Winner of Canadian Lottery Jackpot Says Impostors Using His Name to Steal Bitcoins – Featured Bitcoin News

The winner of the Canadian lottery, Scott Gurney, has confirmed that scammers impersonating him on Facebook have conned unsuspecting victims of their bitcoins. To counter the scammers, Gurney said he has stopped accepting or sending friend requests on the social networking platform.

‘Too Good to Be True’

The Canadian Lotto Max jackpot winner, Scott Gurney, has said individuals using his name have been asking social media users to donate bitcoins are likely scammers, a report has said. Gurney, who won $55 million, confirmed that one individual told him they lost $300 worth of bitcoins to a con artist who impersonated the lottery winner.

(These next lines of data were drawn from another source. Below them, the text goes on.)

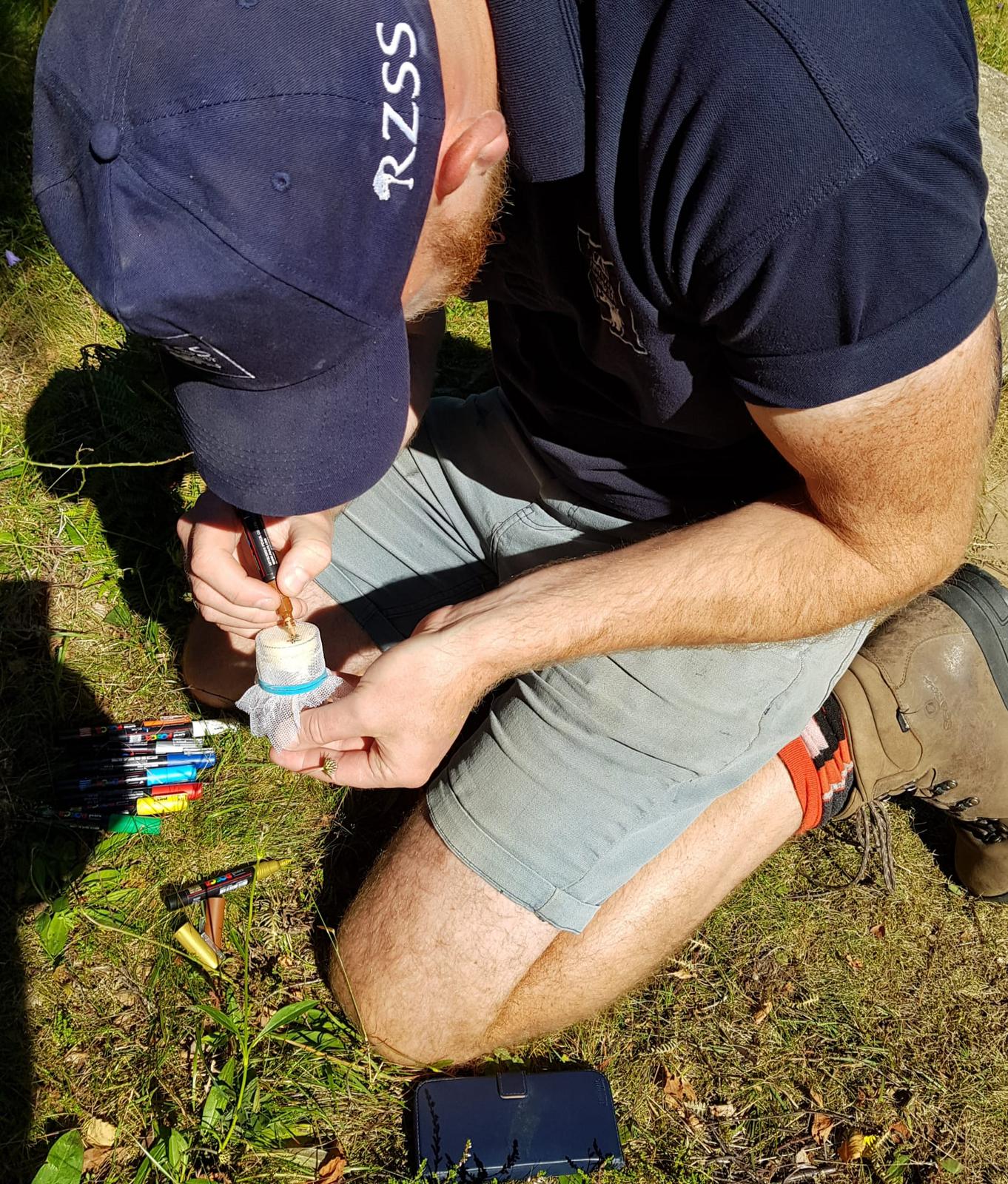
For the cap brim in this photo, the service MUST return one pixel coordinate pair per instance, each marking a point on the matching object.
(307, 447)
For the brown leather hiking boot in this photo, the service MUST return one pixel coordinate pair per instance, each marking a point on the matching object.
(925, 704)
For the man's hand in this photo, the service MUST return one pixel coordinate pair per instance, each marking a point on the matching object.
(219, 565)
(396, 726)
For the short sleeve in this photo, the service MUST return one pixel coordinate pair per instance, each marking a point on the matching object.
(877, 280)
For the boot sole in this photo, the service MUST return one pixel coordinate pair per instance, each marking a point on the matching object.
(982, 603)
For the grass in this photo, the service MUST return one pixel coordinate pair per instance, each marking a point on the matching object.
(850, 1015)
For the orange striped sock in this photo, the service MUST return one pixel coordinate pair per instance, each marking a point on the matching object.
(820, 765)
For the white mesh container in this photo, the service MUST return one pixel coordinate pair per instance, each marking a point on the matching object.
(290, 675)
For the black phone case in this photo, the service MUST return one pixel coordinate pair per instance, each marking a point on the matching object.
(514, 1125)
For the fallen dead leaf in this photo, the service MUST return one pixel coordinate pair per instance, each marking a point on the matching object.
(676, 1089)
(853, 1148)
(95, 1157)
(98, 1134)
(332, 1166)
(763, 1012)
(822, 1124)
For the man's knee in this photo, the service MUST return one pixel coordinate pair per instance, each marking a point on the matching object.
(391, 1018)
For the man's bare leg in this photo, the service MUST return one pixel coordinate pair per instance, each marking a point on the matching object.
(219, 668)
(442, 966)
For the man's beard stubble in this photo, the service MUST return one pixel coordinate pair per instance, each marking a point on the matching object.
(461, 249)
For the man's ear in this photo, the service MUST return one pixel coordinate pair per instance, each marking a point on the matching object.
(474, 151)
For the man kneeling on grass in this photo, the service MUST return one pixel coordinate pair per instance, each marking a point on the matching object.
(741, 299)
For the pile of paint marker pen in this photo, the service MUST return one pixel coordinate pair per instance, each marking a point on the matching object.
(124, 777)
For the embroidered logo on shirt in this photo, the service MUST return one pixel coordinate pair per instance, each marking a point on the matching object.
(609, 293)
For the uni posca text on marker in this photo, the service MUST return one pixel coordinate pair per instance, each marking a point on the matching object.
(166, 761)
(223, 882)
(173, 775)
(76, 799)
(181, 724)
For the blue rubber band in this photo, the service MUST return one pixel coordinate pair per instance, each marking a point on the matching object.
(301, 688)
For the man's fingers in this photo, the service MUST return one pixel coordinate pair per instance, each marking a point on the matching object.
(212, 562)
(327, 726)
(309, 552)
(210, 598)
(359, 769)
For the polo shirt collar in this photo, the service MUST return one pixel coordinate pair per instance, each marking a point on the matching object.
(542, 77)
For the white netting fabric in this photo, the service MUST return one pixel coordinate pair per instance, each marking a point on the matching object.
(290, 675)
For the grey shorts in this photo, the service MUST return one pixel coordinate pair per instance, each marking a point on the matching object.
(582, 773)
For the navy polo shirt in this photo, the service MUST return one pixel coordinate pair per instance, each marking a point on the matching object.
(753, 201)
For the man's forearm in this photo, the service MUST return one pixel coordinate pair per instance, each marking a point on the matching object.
(765, 574)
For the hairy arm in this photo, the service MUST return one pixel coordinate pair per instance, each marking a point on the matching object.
(885, 511)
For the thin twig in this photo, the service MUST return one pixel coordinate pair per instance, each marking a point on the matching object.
(106, 465)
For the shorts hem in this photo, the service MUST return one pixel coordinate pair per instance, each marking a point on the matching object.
(503, 870)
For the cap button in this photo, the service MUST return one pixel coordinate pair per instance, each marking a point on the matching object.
(106, 141)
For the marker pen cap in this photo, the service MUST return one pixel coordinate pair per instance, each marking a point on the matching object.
(130, 824)
(169, 803)
(201, 761)
(192, 790)
(212, 727)
(189, 941)
(173, 775)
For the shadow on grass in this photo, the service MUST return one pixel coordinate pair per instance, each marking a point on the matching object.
(112, 408)
(38, 860)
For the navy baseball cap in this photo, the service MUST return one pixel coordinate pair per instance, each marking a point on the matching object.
(246, 183)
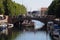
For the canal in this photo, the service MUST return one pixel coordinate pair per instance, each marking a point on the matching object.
(30, 35)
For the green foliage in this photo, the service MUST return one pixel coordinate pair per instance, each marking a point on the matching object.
(8, 7)
(54, 8)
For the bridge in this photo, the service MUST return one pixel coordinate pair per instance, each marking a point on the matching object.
(17, 21)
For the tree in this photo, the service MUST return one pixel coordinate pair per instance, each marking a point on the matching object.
(54, 8)
(8, 7)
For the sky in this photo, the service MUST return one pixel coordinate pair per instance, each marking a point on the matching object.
(32, 5)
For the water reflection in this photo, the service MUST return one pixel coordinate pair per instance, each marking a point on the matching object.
(18, 35)
(40, 35)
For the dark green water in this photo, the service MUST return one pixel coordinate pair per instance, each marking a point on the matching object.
(39, 35)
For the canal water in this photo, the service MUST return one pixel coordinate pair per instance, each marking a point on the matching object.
(26, 35)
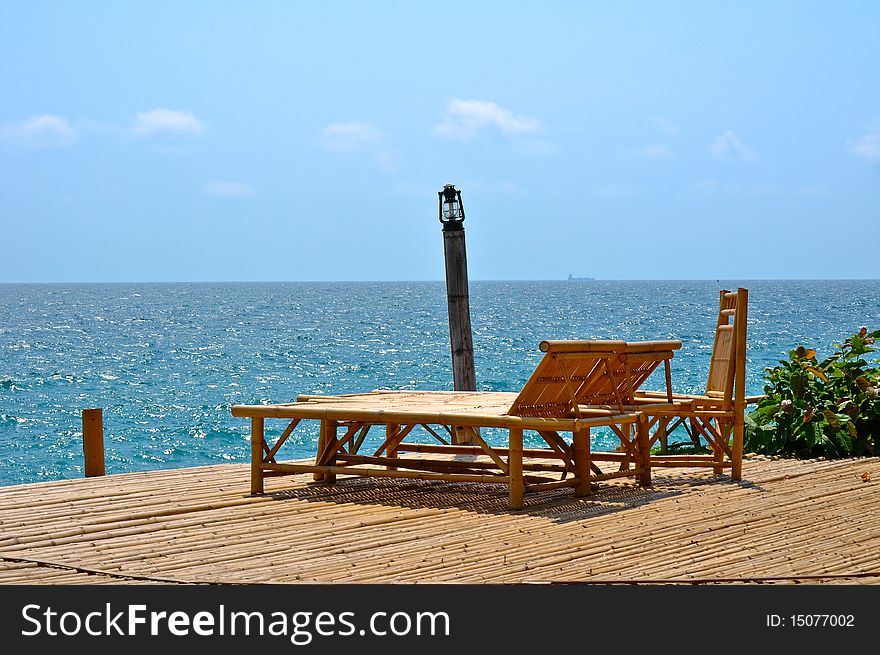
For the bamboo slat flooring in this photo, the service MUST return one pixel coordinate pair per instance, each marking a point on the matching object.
(786, 522)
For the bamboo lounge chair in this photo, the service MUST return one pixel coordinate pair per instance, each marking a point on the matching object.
(716, 417)
(577, 385)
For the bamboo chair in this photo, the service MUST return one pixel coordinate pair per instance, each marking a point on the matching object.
(717, 417)
(577, 385)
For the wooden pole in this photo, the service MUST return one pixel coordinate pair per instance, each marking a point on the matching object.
(581, 443)
(514, 465)
(460, 335)
(93, 442)
(257, 437)
(740, 328)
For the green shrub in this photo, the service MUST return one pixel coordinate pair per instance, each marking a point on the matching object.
(820, 409)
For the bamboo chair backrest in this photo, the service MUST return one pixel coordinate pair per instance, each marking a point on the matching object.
(574, 373)
(726, 366)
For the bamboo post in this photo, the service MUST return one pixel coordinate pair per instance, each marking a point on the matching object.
(460, 335)
(391, 432)
(328, 430)
(257, 438)
(514, 464)
(581, 442)
(317, 477)
(644, 450)
(93, 442)
(739, 404)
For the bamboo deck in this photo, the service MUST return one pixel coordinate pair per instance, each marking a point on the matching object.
(787, 521)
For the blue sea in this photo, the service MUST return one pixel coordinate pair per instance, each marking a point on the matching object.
(167, 361)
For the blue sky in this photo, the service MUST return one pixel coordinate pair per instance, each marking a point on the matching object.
(188, 141)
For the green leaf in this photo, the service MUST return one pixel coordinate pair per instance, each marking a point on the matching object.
(818, 373)
(832, 419)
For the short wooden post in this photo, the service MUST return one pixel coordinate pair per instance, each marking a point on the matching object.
(514, 464)
(329, 428)
(718, 449)
(581, 443)
(740, 328)
(257, 438)
(391, 432)
(460, 337)
(644, 449)
(322, 434)
(93, 442)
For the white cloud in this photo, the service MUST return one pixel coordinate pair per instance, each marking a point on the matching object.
(350, 135)
(656, 151)
(163, 122)
(537, 147)
(228, 189)
(868, 145)
(464, 118)
(43, 131)
(706, 185)
(668, 127)
(728, 147)
(815, 191)
(615, 191)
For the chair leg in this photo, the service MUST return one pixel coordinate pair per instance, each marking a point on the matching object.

To lure victims, the con artists reportedly use fake Facebook accounts wherein Gurney is shown holding the lottery cheque. According to a report in the Times Colonist, one person lost bitcoin worth $450 after contacting one of the fake accounts. However, in his message to persons responding to the scammers’ promises, Gurney said they should be wary of offers that are too good to be true. He added:

I’m sorry that people have maybe been down on their luck and are looking for those avenues, but I don’t know many people who just hand out cash easily.

The report also revealed that some of the fake Facebook accounts had gone as far as to discredit other accounts. However, to counter the tactics of scammers, Gurney, a financial adviser, said he is going to stop accepting or sending friend requests on Facebook.

Meanwhile, the British Columbia Lottery Corporation, which handed out the $55 million check to Gurney, has issued a statement warning punters to be wary of solicited messages that ask them to divulge private information.

“Anyone who gets any type of unsolicited message should be cautious and not reveal any personal information or make any monetary payment,” the Canadian Crown Corporation warned.

The lottery company also urged recipients to report such unsolicited messages to the Canadian Anti-Fraud Centre.